Fox Valley Symphony Orchestra with NEWVoices
GIUSEPPE VERDI: Messa da Requiem (90 min)
Join us for the post-concert reception in the lobby.
Kevin Sütterlin, music director
Phillip Swan, chorus master
Marsha Thompson, soprano
Kara Morgan, mezzo-soprano
Josh Kohl, tenor
Andy Papas, bass
One of the most ambitious, and certainly the most theatrical, settings of the Requiem Mass, the traditional Catholic Mass for the dead, was written by a man of no professed religious faith—indeed, Verdi was a life-long agnostic. He was, however, a fervent believer in Italian musical culture, and the then not-yet-realized dream of Italian national unification. His Requiem was inspired by the passing of two cultural titans—the first, the composer Gioachino Rossini in 1868, and author and poet Alessandro Manzoni in 1873.

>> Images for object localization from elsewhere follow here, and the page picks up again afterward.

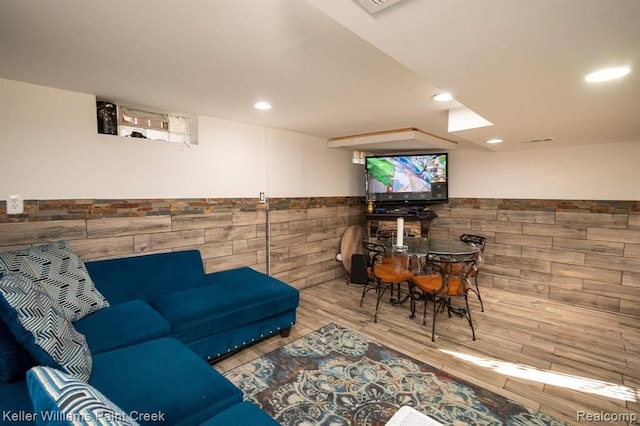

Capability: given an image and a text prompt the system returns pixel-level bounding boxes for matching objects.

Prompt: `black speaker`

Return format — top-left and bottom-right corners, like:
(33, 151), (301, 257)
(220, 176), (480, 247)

(96, 100), (117, 135)
(350, 254), (368, 285)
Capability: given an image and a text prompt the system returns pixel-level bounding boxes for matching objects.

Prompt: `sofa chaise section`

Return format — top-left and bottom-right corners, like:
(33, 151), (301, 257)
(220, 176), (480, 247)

(86, 250), (300, 361)
(153, 266), (300, 359)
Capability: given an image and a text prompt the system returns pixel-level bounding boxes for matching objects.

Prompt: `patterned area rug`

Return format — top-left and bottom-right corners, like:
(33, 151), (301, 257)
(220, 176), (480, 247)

(224, 323), (568, 425)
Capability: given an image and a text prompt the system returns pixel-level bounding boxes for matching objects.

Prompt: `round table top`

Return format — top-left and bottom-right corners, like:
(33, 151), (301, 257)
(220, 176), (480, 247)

(380, 237), (479, 256)
(340, 225), (364, 273)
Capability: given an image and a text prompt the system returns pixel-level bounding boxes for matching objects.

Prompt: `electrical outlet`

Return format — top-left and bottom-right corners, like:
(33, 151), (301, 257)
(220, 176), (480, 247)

(7, 195), (24, 215)
(259, 192), (266, 203)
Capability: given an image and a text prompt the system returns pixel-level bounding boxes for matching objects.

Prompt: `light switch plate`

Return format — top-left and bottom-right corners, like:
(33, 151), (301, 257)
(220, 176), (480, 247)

(7, 195), (24, 215)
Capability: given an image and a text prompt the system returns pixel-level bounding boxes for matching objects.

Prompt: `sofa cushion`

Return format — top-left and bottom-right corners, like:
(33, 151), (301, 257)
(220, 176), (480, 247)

(27, 366), (138, 426)
(204, 266), (271, 286)
(152, 270), (299, 343)
(0, 241), (109, 322)
(85, 250), (206, 305)
(0, 379), (34, 422)
(74, 300), (171, 354)
(90, 338), (243, 426)
(0, 272), (92, 382)
(196, 402), (279, 426)
(0, 317), (36, 384)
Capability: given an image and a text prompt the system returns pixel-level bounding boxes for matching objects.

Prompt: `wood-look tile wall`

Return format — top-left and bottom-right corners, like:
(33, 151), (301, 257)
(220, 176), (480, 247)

(2, 197), (638, 317)
(429, 199), (640, 317)
(0, 197), (365, 290)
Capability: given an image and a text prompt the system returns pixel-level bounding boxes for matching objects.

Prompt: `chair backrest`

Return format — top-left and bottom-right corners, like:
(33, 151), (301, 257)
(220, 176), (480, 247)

(361, 239), (386, 268)
(460, 234), (487, 251)
(460, 234), (486, 266)
(426, 251), (479, 295)
(362, 239), (409, 275)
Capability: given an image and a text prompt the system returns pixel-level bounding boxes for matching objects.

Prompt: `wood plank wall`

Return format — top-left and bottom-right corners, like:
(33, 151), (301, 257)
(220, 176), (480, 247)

(1, 197), (638, 317)
(429, 199), (640, 317)
(0, 198), (364, 290)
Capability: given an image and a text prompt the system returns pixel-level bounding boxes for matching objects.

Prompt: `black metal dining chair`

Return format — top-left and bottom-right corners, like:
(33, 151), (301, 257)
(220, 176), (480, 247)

(460, 234), (487, 311)
(360, 239), (413, 323)
(411, 251), (479, 342)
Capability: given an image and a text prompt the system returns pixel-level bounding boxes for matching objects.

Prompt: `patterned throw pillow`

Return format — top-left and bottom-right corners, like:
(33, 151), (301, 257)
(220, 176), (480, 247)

(0, 241), (109, 322)
(0, 272), (92, 381)
(27, 366), (139, 426)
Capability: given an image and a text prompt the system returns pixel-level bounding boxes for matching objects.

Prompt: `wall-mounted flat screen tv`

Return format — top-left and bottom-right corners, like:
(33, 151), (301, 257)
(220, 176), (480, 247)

(365, 153), (448, 204)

Verdi had proposed the composition of a Requiem for Rossini in the immediate aftermath of his passing—he suggested that 13 Italian composers should each contribute a section of the mass—a collective outpouring of grief and respect for the operatic master. The project ultimately never cohered, and Verdi tabled the section that he had written, the Libera Me, Domine (Deliver me, Lord, from eternal death). After the death of Manzoni—the artist that Verdi revered above all others—he resurrected his project and composed the entirety of a new mass for the dead, adding his Libera Me as the final movement. The work was premiered to great acclaim in 1874, although some critics were appalled by the unabashedly operatic writing—no matter to Verdi, who fully intended his Requiem to be a work for the concert hall, not a liturgical setting.

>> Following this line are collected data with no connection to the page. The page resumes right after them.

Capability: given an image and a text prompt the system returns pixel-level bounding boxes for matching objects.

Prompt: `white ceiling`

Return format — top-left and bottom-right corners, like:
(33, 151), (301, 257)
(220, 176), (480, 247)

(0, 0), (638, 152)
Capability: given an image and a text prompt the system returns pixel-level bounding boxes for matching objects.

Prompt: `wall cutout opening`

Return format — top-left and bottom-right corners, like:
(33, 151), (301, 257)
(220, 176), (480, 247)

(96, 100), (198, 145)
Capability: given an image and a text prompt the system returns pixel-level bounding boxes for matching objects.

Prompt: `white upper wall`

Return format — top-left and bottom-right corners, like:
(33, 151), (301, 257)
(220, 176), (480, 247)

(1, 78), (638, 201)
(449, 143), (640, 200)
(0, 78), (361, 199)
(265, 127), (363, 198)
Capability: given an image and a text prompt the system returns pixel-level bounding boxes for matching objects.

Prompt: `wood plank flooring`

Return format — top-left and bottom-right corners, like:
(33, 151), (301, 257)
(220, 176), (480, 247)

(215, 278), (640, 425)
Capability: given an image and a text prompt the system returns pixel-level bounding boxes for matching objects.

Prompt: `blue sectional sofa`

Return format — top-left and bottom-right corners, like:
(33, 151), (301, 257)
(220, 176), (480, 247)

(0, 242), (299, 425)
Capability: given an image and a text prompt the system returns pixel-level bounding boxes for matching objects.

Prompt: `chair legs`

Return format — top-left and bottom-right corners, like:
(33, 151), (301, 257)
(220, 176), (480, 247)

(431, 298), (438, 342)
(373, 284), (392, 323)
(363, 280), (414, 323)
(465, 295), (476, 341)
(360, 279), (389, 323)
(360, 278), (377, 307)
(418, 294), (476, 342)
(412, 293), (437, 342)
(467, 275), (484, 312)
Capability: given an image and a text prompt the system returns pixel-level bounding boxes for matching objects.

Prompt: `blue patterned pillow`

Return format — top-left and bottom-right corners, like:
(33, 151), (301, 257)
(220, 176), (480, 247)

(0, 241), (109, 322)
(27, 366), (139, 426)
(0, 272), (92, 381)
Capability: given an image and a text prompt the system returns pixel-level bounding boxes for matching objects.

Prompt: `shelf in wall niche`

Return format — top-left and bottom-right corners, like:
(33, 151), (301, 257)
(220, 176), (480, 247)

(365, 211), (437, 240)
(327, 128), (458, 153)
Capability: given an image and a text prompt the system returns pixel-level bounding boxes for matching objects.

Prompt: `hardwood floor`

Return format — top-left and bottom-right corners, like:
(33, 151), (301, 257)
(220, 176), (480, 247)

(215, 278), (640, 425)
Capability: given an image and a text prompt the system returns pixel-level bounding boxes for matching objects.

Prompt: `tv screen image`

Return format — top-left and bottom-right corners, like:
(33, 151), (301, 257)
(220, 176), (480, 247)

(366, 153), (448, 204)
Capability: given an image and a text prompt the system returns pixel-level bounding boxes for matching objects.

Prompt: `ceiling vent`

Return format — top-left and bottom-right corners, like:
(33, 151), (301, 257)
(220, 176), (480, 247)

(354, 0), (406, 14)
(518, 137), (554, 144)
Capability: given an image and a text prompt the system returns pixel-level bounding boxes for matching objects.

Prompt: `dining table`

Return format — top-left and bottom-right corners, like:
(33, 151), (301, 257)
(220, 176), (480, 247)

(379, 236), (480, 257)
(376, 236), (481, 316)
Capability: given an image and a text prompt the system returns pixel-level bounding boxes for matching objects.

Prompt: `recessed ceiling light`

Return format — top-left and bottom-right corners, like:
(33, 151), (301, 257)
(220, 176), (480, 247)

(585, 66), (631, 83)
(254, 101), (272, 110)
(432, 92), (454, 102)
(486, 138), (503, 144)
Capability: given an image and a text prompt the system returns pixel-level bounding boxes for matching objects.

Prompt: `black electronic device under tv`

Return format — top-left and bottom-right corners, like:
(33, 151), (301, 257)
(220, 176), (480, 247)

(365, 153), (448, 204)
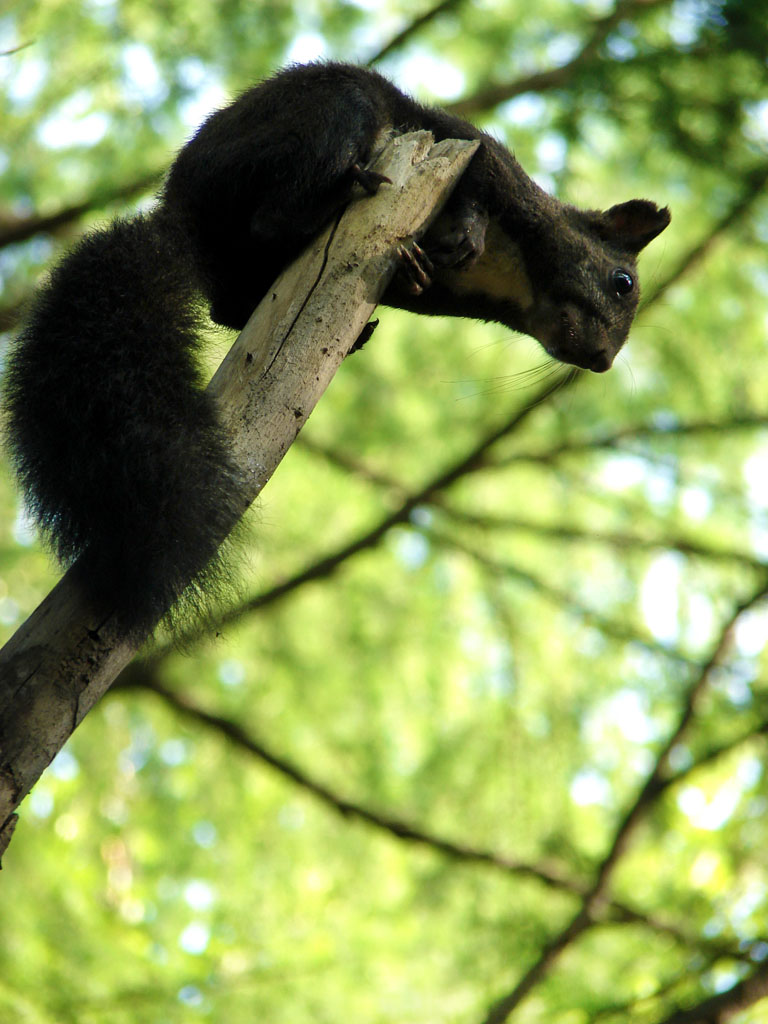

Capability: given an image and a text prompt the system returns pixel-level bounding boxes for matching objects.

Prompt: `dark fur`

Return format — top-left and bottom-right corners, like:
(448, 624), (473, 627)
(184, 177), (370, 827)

(3, 61), (669, 635)
(3, 214), (245, 634)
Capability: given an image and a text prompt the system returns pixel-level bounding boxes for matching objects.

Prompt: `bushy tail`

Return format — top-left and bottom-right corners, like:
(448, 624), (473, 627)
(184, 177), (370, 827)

(3, 213), (245, 635)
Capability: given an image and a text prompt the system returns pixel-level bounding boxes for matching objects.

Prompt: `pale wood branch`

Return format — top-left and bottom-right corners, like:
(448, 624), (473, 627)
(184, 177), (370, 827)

(0, 132), (479, 862)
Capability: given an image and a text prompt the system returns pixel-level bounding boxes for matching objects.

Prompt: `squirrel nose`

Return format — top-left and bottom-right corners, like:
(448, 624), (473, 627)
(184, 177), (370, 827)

(585, 348), (615, 373)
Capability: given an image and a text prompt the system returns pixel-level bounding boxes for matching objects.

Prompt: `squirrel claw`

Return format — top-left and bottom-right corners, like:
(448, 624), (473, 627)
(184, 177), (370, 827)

(351, 163), (392, 195)
(396, 242), (433, 296)
(348, 318), (379, 355)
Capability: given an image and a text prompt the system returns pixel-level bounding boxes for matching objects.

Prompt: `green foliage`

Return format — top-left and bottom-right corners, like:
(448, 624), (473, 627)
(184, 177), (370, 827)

(2, 0), (768, 1021)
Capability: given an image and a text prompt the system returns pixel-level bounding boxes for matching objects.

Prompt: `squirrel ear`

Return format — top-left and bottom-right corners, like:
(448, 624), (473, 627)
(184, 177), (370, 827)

(601, 200), (671, 252)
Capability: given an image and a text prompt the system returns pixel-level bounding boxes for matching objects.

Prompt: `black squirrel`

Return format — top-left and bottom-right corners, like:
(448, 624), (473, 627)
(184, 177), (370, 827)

(2, 61), (670, 635)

The work is scored for chorus, four vocal soloists (soprano, mezzo-soprano, tenor, and bass) and a sizeable orchestra. It is set in seven large sections, following the traditional structure of the mass. The opening Requiem aeternam (Grant them eternal rest) is hushed and solemn, while the following te decet hymnus and Kyrie eleison (Lord, have mercy) introduce both imitative counterpoint and later the solo quartet.

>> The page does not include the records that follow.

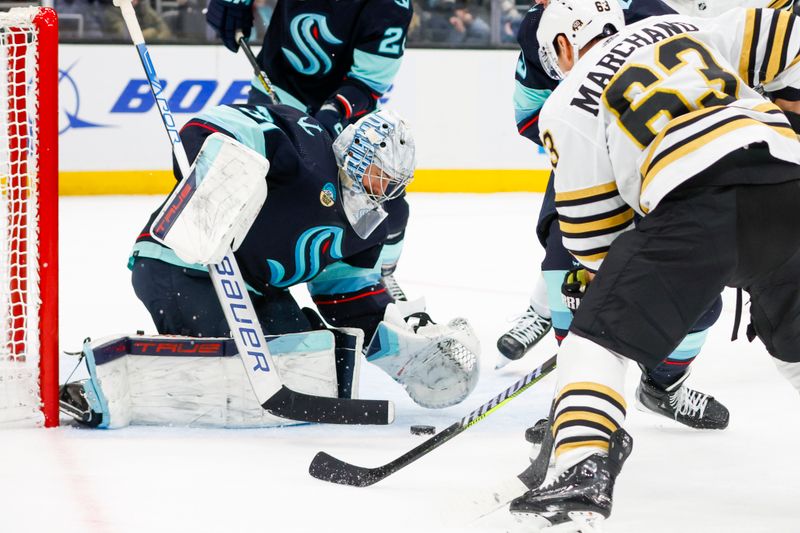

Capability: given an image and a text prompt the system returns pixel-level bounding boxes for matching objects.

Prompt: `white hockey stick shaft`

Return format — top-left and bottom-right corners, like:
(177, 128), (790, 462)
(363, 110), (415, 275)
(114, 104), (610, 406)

(114, 0), (285, 404)
(112, 0), (394, 425)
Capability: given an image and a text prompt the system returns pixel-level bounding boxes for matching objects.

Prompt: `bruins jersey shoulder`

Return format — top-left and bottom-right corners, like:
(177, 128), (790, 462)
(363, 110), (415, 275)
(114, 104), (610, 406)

(540, 9), (800, 270)
(663, 0), (794, 18)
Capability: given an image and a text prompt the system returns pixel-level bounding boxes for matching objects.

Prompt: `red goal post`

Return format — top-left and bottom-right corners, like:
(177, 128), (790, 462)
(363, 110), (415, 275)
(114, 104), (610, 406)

(0, 6), (58, 428)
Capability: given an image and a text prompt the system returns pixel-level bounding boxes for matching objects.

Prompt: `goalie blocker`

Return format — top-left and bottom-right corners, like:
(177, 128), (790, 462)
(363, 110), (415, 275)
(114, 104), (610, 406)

(60, 329), (365, 429)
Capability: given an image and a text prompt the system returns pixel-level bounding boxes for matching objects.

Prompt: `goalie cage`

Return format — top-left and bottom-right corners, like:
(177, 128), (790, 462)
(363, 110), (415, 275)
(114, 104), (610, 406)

(0, 6), (58, 428)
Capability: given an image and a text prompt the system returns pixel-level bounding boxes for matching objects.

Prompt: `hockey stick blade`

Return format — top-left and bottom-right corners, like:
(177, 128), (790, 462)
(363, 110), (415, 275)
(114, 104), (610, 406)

(309, 355), (557, 486)
(264, 386), (393, 425)
(517, 409), (555, 489)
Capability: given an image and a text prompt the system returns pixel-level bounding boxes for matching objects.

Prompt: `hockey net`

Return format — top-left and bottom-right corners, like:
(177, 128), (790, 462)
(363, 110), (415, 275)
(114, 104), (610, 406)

(0, 7), (58, 428)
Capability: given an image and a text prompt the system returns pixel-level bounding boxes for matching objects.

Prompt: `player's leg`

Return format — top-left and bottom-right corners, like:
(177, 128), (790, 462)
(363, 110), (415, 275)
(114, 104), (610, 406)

(511, 186), (736, 526)
(497, 175), (558, 366)
(739, 179), (800, 396)
(636, 295), (730, 429)
(131, 256), (311, 336)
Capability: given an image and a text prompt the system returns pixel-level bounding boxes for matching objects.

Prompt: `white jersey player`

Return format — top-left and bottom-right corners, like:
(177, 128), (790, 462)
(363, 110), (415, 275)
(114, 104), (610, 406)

(664, 0), (794, 18)
(509, 1), (800, 529)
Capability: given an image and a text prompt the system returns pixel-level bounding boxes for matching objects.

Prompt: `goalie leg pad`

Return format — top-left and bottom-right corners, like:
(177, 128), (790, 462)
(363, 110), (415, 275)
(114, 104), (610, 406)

(66, 330), (351, 429)
(366, 304), (481, 409)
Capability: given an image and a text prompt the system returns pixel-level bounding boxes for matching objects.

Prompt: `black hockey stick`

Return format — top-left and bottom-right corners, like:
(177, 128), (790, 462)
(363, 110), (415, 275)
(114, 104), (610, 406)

(113, 0), (392, 425)
(517, 402), (555, 490)
(308, 355), (557, 487)
(236, 32), (281, 105)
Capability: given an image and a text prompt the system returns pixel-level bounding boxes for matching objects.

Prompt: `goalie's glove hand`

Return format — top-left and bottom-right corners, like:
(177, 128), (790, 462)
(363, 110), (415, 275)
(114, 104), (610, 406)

(206, 0), (254, 53)
(562, 267), (592, 312)
(314, 103), (347, 138)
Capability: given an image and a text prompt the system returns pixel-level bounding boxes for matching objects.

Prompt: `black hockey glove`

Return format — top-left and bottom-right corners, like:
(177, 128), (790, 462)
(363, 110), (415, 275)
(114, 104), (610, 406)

(314, 103), (348, 138)
(206, 0), (253, 53)
(561, 267), (591, 312)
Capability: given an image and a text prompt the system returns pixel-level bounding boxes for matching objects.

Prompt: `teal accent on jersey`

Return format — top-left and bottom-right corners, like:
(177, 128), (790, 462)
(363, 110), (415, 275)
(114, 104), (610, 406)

(617, 0), (632, 8)
(130, 242), (263, 295)
(307, 259), (382, 296)
(196, 105), (277, 156)
(394, 0), (410, 8)
(379, 240), (403, 267)
(349, 49), (402, 93)
(194, 134), (224, 186)
(667, 329), (709, 361)
(513, 80), (552, 124)
(250, 80), (308, 112)
(543, 269), (573, 332)
(267, 329), (334, 355)
(266, 226), (344, 287)
(516, 55), (527, 78)
(283, 14), (343, 75)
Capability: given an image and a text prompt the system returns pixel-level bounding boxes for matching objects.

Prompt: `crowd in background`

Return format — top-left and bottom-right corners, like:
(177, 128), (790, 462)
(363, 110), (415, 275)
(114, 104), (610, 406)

(31, 0), (527, 47)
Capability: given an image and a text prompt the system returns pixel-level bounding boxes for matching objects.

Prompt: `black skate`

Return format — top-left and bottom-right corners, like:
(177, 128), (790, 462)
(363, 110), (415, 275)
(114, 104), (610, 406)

(525, 417), (550, 445)
(636, 373), (729, 430)
(496, 306), (552, 369)
(59, 381), (102, 427)
(510, 429), (633, 531)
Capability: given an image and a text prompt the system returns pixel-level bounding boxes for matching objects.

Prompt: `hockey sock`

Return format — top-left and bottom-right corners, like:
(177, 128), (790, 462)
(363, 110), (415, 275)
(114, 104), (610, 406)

(543, 269), (572, 344)
(529, 273), (552, 319)
(645, 329), (709, 388)
(553, 334), (628, 474)
(773, 357), (800, 395)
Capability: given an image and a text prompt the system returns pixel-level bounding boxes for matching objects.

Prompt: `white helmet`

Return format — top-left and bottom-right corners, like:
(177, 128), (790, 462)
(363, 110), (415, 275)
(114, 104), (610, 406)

(537, 0), (625, 80)
(333, 109), (416, 238)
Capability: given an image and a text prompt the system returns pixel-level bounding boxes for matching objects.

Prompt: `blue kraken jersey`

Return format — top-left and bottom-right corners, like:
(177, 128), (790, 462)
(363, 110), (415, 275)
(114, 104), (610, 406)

(132, 104), (389, 292)
(255, 0), (412, 119)
(514, 0), (676, 146)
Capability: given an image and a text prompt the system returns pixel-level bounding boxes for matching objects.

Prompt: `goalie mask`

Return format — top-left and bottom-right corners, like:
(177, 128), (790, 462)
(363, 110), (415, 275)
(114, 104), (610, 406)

(537, 0), (624, 80)
(333, 109), (416, 239)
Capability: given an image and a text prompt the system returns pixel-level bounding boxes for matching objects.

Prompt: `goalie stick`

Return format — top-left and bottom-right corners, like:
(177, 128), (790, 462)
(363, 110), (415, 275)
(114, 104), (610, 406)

The following section, the longest of the work, erupts with a literal scream of terror from the mass of voices and instruments, as they intone the Dies irae (Day of wrath), a depiction of the horrors of the final Day of Judgment. The overall mood throughout this section is grim, with on- and off-stage trumpets heralding the raising of the dead, and the ominous, martial flourishes that mark the setting of the Rex tremendae (King of awful majesty); interspersed with these menaces are pleas and prayers for remembrance, forgiveness, and salvation led by the vocal quartet, in solos and combined voices.
The Offertorium provides respite in two movements for the solo quartet, and the mood finally turns joyful in the Sanctus, a depiction of the heavenly host praising the divine with an energetic, sparkling fugue.
The chant-inspired Agnus Dei (Lamb of God) and Lux aeterna (Light eternal) give way to the return of angst and foreboding in the final Libera me, which, after all, is a prayer for deliverance from death, the wrath of judgment, and the fires of hell. Verdi concludes this grand work with a decidedly modern note of ambivalence, with gentle chords enshrining the soprano’s and chorus’ final supplications.